In fact, Amber has gotten pushback on some of her humorous videos. People tell her things like, “How could you make light of this disease? My uncle had it and I watched him die a slow, miserable death.” But, for Amber, there is no approaching life with this disease without embracing humor; there is nothing more human than being able to invite in both light and dark. (For example, when Amber talks about her DBS surgery, other women considering DBS for themselves will sometimes ask her: “Can you still be intimate after the procedure?” Amber, in her typical humorous fashion, often replies, “Yeah, girl. He doesn’t care if you have wires sticking out of you. You might not have hair for him to pull, but it’ll be no different than it was before.”)
Indeed, it is her darkly funny videos that attract the most followers. “They might find me because of a funny video,” she said, “but then they stay, and that means they’ll be there when I’m doing an educational video, too.”
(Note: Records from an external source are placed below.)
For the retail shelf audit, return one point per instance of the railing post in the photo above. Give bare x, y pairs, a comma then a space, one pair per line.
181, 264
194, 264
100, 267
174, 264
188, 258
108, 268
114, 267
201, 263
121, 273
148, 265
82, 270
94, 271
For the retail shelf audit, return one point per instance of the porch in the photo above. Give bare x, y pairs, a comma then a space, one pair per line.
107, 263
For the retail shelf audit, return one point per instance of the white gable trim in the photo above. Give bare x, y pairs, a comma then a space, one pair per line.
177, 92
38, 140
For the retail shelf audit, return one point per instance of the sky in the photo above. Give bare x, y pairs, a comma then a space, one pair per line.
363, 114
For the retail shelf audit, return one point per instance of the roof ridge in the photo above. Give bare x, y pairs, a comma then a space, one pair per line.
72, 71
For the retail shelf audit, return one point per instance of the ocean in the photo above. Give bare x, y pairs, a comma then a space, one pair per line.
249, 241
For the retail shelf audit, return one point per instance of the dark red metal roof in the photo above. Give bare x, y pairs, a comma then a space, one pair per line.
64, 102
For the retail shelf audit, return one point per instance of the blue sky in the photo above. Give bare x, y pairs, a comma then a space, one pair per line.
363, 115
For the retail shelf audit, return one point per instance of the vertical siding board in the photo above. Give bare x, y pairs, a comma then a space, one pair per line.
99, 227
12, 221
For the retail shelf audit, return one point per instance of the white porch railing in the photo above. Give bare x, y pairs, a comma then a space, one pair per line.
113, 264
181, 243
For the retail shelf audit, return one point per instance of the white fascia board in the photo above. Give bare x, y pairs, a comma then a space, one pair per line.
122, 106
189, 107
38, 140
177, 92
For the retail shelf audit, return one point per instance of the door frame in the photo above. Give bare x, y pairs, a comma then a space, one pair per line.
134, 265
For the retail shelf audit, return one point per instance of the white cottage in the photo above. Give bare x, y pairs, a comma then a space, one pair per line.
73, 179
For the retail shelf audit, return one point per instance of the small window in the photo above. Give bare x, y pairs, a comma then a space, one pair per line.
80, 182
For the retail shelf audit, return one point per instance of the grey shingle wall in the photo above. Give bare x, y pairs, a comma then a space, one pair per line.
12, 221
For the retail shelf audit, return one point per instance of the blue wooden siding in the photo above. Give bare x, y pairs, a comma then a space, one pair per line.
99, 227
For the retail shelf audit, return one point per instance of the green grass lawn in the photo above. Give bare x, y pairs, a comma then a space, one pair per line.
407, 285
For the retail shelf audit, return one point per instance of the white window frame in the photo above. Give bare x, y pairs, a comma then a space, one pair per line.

Amber admits that “there are days when I’m not okay, definitely.” But being able to see humor in darkness makes the hard days easier. “When I’m laughing, when I’m joking, I can forget about my disease for five minutes.” If there’s one thing she wants to remind others, it’s that: Don’t give up your laughter.
As the beloved poet Mary Oliver said, “If you suddenly and unexpectedly feel joy, don’t hesitate. Give in to it…Joy is not made to be a crumb.”